Over the next year, analysts’ consensus estimates show they’re expecting LiveRamp’s free cash flow margin of 19% for the last 12 months to remain the same.

13. Balance Sheet Assessment

Companies with more cash than debt have lower bankruptcy risk.

LiveRamp Net Cash Position

LiveRamp is a profitable, well-capitalized company with $376.9 million of cash and no debt. This position is 21.3% of its market cap and gives it the freedom to borrow money, return capital to shareholders, or invest in growth initiatives. Leverage is not an issue here.

14. Key Takeaways from LiveRamp’s Q3 Results

It was good to see LiveRamp narrowly top analysts’ annual recurring revenue expectations this quarter. We were also happy its revenue narrowly outperformed Wall Street’s estimates. Operating profit outperformed by a more convincing amount. Overall, this quarter was solid. The stock traded up 2.1% to $28.01 immediately following the results.

15. Is Now The Time To Buy LiveRamp?

Updated: December 4, 2025 at 9:12 PM EST

Before investing in or passing on LiveRamp, we urge you to understand the company’s business quality (or lack thereof), valuation, and the latest quarterly results - in that order.

LiveRamp’s business quality ultimately falls short of our standards. For starters, its revenue growth was uninspiring over the last five years, and analysts expect its demand to deteriorate over the next 12 months. And while its efficient sales strategy allows it to target and onboard new users at scale, the downside is its ARR has disappointed and shows the company is having difficulty retaining customers and their spending. On top of that, its expanding operating margin shows it’s becoming more efficient at building and selling its software.

LiveRamp’s price-to-sales ratio based on the next 12 months is 2.3x. While this valuation is reasonable, we don’t really see a big opportunity at the moment. We're fairly confident there are better stocks to buy right now.

Wall Street analysts have a consensus one-year price target of $40.38 on the company (compared to the current share price of $28.75).
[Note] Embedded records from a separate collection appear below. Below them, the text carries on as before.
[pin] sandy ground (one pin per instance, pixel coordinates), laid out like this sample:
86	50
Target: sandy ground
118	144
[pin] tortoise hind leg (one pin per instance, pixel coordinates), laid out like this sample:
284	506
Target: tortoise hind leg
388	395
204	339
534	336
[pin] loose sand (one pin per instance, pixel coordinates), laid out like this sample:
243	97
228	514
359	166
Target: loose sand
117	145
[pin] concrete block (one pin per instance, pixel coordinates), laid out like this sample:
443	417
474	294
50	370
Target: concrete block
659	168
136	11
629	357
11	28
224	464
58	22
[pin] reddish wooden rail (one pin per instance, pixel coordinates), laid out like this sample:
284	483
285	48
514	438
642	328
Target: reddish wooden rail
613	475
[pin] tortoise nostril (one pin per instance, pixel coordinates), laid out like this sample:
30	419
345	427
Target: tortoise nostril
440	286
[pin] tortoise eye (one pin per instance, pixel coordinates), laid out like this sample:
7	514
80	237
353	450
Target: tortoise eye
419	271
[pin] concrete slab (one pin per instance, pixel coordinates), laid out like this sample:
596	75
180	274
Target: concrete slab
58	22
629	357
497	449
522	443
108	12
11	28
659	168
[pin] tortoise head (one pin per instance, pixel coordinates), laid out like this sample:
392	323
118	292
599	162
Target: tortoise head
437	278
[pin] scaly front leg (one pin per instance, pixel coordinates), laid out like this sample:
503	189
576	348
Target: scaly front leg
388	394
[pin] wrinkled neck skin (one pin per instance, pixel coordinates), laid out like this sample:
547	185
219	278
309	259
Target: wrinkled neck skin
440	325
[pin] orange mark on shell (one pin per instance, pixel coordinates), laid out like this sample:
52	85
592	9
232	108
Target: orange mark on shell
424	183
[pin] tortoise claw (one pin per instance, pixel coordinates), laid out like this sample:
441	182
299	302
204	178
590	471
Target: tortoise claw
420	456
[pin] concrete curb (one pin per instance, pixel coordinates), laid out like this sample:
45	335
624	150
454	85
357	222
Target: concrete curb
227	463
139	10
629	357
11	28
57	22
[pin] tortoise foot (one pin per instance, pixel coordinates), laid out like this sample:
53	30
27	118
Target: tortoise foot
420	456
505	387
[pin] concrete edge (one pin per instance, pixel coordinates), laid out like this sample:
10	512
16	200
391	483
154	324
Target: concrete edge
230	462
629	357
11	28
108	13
Although the price target is bullish, readers should exercise caution because analysts tend to be overly optimistic. The firms they work for, often big banks, have relationships with companies that extend into fundraising, M&A advisory, and other rewarding business lines. As a result, they typically hesitate to say bad things for fear they will lose out. We at StockStory do not suffer from such conflicts of interest, so we’ll always tell it like it is.